Другая история русского искусства — страница 8 из 43

Формирование нового искусства

Глава 1Романтическая битва за публику. Рождение массовой культуры

Около 1827 года, с началом финальной стадии «романтической битвы»[310] в Париже, для искусства возникает новая социальная реальность. Появляется новая массовая аудитория, что довольно быстро становится фактором, формирующим эстетику. Это означает — для художников в первую очередь — конец эпохи меценатов, государственных академий и казенных заказов; означает господство рынка, требующего искусства для массовой публики (для толпы). «Романтическая битва» демонстрирует в первую очередь новые возможности и новые стратегии поведения в искусстве, ориентированном на массовую публику; образцы невероятных художественных карьер, мгновенных взлетов, почти мировой славы, приходящей за один день (день открытия Салона). Такие взлеты требуют, разумеется, совершенно других (сенсационных, трагических, мелодраматических) сюжетов, других (огромных) размеров холстов, другого (чрезвычайно эффектного, бьющего зрителя наповал) стиля.

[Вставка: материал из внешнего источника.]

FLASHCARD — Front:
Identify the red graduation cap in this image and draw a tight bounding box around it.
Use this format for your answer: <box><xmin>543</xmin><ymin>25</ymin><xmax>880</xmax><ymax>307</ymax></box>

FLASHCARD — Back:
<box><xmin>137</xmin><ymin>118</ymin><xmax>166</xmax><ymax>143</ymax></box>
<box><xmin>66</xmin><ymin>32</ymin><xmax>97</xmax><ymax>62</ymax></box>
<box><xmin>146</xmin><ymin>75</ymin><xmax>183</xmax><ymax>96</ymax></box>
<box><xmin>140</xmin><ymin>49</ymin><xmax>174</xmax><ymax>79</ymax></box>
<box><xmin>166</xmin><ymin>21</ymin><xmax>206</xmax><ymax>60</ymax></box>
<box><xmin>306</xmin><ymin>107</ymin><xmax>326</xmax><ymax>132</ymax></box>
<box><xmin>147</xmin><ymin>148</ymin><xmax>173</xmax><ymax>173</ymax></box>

В ранней массовой культуре образца 1827 года полностью отсутствует предпринимательский цинизм (это достояние скорее XX века). Наоборот, романтизм трактует эти стратегии коммерческого освоения новой массовой аудитории крайне возвышенно — как героическое «завоевание Парижа» (Париж нужно непременно «бросить к ногам» молодого писателя, художника или композитора), даже как «покорение мира». Так возникает новая мифология художника — не расчетливого дельца, а «артиста», вдохновенного «гения»; эта мифология многое объясняет в поведении Брюллова. «Гений» (поэт, музыкант, живописец, доказавший свою «избранность» завоеванием славы) трактуется в этой мифологии как новый герой, а затем и как новый аристократ. Он приобретает новое — артистическое — благородство, перед ним открываются двери великосветских салонов, он получает законное право на связь с женщиной-аристократкой (очень распространенное явление среди французских художников, писателей, музыкантов этого поколения)[311]. Победитель получает все. Это несравнимо с известностью в довольно узком кругу ценителей изящного, скромными заказами, небольшими пенсиями или академическими квартирами, на которые мог рассчитывать даже в случае удачи художник доромантической эпохи.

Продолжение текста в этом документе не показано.